固有ベクトルは、共役ペアを考慮した形で圧縮されて出力されているので、どれが虚数かを判断するのには慣れが必要になりそうです。なお、今回の例では実数のみで構成された固有ベクトルです。
Numpyとの比較
計算結果を比較するために、PythonでNumpyを使って確認してみます。
Pythonのコード
確認に使ったコードは以下。
import numpy as np
# Define the example matrix
A = np.array([[1, 2, 3],
[0, 4, 5],
[1, 0, 6]])
# Compute eigenvalues and right eigenvectors for A
eigenvalues_A, right_eigenvectors_A = np.linalg.eig(A)
# Compute eigenvalues and right eigenvectors for A^T (transpose of A)
eigenvalues_AT, right_eigenvectors_AT = np.linalg.eig(A.T)
# Display results
print("Original Matrix A:")
print(A)
print("\nEigenvalues of A:")
print(eigenvalues_A)
print("\nRight Eigenvectors of A (columns):")
print(right_eigenvectors_A)
print("\nTranspose of Matrix A (A^T):")
print(A.T)
print("\nEigenvalues of A^T:")
print(eigenvalues_AT)
print("\nRight Eigenvectors of A^T (columns):")
print(right_eigenvectors_AT)
計算結果
Original Matrix A:
[[1 2 3]
[0 4 5]
[1 0 6]]
Eigenvalues of A:
[7.04096459 1.08849669 2.87053872]
Right Eigenvectors of A (columns):
[[ 0.47577536 0.92699459 -0.56767265]
[ 0.75149246 0.3241272 -0.80302126]
[ 0.45705239 -0.18873948 0.18139628]]
Transpose of Matrix A (A^T):
[[1 0 1]
[2 4 0]
[3 5 6]]
Eigenvalues of A^T:
[7.04096459 1.08849669 2.87053872]
Right Eigenvectors of A^T (columns):
[[ 0.16238002 0.82207688 0.36191781]
[ 0.10679508 -0.56470956 -0.64086803]
[ 0.98093197 0.07275108 0.67698129]]
Right Eigenvectors of A^Tが左固有ベクトルに相当します。
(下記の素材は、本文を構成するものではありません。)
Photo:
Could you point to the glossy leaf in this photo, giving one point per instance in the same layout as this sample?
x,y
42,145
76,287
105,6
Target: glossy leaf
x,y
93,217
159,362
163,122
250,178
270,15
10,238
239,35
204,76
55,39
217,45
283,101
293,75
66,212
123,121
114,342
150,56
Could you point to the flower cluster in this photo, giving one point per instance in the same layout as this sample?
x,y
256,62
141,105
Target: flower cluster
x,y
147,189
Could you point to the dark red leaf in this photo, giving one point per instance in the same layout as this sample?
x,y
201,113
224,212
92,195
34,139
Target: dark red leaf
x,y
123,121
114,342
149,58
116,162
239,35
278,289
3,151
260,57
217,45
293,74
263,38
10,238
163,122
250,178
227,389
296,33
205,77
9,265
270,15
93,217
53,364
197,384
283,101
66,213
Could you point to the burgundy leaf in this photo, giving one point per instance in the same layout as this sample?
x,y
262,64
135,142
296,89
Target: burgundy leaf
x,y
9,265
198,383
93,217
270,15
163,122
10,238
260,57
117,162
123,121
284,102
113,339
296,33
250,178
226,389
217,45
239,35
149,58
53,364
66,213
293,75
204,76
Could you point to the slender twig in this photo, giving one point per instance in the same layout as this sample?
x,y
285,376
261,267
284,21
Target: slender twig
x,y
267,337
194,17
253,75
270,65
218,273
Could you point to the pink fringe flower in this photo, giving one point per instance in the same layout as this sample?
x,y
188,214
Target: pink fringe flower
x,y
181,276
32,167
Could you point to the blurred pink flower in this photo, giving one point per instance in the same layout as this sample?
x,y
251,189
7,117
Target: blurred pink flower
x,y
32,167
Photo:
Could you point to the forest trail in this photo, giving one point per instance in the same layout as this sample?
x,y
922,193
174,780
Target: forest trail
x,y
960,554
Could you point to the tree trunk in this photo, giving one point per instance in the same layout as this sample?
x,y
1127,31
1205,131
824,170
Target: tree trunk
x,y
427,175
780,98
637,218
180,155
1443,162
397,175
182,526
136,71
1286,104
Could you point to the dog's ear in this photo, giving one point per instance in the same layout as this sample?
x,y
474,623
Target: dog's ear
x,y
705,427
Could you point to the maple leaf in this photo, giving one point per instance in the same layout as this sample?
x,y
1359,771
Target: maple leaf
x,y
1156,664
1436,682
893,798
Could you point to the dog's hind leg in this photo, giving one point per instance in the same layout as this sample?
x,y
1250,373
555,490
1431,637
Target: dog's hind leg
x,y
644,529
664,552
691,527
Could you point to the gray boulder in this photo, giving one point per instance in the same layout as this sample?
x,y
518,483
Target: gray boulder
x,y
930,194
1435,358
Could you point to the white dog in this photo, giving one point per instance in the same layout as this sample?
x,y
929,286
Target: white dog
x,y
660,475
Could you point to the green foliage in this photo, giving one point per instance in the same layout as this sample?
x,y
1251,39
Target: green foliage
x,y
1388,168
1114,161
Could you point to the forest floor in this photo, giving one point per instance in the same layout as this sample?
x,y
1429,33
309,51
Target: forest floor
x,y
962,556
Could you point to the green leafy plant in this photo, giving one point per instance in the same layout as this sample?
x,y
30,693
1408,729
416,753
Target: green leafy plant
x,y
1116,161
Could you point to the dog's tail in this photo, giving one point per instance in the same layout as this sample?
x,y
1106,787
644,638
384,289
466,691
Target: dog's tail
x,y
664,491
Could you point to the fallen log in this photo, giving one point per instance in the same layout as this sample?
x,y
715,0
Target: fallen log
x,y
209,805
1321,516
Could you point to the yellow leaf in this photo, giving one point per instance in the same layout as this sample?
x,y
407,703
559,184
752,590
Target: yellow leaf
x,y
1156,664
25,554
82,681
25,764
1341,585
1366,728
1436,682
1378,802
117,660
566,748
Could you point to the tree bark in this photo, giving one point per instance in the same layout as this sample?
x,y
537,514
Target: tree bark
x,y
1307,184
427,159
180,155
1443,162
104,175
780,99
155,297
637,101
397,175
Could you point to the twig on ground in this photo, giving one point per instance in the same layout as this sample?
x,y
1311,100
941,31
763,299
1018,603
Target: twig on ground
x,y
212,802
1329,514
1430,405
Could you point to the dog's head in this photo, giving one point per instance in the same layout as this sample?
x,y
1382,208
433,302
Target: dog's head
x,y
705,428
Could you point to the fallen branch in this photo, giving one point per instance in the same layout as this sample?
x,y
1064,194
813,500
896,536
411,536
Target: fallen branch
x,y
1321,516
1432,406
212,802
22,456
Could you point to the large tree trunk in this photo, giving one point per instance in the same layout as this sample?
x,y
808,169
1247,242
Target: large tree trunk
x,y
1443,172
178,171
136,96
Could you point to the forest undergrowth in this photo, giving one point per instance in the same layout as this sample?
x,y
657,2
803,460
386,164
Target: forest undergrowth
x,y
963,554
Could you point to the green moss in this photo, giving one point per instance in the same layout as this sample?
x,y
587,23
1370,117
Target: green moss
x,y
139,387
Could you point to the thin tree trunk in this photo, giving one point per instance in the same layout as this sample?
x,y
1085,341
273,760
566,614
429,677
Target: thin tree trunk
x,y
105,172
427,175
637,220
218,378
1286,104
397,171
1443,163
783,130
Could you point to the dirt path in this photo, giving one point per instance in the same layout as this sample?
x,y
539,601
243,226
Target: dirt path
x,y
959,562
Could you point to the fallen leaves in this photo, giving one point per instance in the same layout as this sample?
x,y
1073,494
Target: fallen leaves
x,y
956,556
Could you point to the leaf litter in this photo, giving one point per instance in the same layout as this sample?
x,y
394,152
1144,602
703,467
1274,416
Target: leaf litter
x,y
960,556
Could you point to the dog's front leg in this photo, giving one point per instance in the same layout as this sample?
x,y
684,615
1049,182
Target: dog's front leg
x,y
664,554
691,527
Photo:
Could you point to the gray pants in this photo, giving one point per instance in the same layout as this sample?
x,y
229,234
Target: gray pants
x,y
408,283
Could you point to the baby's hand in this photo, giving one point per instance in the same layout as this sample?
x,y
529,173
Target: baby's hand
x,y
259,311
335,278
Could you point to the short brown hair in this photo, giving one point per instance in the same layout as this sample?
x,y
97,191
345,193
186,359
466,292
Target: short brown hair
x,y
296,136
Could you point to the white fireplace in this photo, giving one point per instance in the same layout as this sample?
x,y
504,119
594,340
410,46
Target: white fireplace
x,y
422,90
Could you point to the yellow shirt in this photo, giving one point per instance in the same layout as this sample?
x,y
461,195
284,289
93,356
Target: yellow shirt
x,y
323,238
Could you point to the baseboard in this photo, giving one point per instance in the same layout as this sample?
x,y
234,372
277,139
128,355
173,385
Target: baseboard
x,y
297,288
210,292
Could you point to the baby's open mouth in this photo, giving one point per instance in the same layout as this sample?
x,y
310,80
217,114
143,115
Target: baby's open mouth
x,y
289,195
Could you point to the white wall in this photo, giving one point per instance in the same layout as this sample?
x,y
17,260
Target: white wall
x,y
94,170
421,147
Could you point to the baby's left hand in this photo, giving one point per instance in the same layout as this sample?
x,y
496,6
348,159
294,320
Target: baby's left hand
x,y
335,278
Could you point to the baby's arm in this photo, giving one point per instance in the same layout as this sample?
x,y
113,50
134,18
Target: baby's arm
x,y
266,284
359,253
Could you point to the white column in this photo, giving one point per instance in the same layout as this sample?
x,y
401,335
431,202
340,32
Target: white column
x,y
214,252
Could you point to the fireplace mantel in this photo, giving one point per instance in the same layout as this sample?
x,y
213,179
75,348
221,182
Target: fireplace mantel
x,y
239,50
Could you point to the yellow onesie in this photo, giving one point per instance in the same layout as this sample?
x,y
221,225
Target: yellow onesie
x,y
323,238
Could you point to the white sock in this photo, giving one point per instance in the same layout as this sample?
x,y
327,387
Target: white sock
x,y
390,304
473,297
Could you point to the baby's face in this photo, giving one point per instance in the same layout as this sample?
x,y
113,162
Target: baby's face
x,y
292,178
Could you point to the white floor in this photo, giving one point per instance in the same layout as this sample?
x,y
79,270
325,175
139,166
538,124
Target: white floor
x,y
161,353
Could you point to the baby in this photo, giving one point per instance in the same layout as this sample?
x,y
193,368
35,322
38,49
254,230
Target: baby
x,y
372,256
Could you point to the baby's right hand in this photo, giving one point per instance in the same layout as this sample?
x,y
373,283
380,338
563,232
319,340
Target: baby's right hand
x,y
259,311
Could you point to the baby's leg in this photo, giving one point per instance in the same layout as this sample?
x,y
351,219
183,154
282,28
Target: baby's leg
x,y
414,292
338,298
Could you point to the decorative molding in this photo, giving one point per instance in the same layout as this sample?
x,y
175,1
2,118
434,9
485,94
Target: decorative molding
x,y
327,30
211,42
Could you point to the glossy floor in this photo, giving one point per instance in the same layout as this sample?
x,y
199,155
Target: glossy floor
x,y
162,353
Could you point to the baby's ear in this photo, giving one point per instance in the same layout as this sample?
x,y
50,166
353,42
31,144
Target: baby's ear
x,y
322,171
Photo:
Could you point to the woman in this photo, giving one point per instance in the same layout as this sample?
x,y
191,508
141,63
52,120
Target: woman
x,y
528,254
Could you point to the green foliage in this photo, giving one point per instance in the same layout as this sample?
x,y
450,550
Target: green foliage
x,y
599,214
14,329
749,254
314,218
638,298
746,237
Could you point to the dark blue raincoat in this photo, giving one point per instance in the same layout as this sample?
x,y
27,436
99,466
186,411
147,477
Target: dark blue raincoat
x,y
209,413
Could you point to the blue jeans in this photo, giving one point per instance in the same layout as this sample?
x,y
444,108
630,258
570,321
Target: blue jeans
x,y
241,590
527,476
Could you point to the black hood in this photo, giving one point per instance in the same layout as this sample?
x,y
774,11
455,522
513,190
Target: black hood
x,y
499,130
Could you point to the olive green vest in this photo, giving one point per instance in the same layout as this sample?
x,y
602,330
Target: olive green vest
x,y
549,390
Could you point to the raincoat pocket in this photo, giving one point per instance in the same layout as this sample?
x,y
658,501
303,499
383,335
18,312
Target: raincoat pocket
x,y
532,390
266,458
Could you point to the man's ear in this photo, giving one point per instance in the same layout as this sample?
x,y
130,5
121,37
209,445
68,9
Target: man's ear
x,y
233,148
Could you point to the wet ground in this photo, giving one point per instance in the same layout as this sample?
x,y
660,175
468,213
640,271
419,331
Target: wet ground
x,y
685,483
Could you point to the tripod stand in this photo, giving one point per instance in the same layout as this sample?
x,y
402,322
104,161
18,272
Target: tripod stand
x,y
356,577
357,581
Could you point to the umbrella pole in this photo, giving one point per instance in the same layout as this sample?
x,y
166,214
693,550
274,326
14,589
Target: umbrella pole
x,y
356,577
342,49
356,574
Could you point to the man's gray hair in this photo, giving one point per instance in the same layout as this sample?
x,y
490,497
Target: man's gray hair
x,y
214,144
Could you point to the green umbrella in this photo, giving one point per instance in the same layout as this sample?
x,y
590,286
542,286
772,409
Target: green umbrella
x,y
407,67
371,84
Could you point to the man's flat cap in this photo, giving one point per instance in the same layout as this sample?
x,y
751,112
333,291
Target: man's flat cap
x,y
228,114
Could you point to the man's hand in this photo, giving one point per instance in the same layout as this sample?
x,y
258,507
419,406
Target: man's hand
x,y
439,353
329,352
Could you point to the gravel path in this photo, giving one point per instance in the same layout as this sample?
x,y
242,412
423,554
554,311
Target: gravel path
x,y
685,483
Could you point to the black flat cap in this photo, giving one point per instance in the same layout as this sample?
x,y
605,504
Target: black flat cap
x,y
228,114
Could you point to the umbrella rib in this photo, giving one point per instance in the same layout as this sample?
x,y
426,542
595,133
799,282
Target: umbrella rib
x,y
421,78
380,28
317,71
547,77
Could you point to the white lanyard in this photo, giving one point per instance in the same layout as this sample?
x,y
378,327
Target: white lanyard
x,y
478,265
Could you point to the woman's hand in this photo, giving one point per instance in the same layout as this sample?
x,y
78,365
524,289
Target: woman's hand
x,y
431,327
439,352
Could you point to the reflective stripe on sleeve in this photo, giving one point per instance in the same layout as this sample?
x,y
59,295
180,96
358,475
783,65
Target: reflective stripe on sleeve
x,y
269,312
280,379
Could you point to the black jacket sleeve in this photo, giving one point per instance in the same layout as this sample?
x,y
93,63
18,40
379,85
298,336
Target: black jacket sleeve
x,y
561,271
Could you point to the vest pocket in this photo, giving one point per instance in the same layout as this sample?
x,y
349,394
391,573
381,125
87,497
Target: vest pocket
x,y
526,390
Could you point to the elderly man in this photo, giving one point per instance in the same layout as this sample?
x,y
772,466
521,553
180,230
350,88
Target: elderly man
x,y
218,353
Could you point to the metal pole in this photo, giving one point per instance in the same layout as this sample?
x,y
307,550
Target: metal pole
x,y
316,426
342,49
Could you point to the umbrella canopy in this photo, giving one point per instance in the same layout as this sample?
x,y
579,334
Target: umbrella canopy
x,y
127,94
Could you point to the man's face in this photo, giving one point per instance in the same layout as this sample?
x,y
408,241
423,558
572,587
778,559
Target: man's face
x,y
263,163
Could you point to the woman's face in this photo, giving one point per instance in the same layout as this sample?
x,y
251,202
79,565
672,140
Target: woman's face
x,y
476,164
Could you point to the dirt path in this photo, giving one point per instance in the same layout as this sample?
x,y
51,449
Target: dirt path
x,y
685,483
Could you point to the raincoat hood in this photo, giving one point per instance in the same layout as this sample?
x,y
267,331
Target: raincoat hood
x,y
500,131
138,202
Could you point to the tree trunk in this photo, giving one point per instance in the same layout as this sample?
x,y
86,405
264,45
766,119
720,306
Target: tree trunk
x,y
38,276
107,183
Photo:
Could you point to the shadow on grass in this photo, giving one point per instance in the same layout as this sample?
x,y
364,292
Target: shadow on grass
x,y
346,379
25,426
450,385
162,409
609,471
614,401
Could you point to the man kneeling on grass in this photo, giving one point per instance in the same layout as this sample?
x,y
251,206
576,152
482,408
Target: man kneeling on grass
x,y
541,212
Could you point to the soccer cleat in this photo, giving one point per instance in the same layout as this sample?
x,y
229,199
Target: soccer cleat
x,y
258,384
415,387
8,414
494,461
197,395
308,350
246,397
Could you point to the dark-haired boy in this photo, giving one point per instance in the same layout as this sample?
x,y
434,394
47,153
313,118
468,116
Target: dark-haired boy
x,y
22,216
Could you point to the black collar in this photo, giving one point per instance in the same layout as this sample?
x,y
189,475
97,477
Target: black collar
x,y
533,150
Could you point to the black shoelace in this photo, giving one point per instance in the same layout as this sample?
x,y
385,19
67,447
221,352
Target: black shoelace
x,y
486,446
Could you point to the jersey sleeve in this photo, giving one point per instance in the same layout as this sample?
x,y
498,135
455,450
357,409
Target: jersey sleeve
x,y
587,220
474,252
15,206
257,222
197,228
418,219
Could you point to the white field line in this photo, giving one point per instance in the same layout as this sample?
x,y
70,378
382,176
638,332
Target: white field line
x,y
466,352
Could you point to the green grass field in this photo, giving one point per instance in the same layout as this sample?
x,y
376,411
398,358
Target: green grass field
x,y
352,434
(行列Aの転置に対する右固有ベクトル)
比較
NumpyとALGLIBでは、出力されている桁数が違うものの答えは同等でした。
固有ベクトルについては、Numpyが大きさ1(ノルム1)で正規化されているのに対し、ALGLIBでは最大値1(もしくは-1)で正規化されているため、見た目の数字としては違いがあります。これは正規化方法が違うだけで、計算結果は同等と言えます。
まとめ
導入が少しだけ面倒なものの、他のライブラリを使うよりは手軽にVBAで計算環境が構築できると思います。
試してみる価値はあると思います。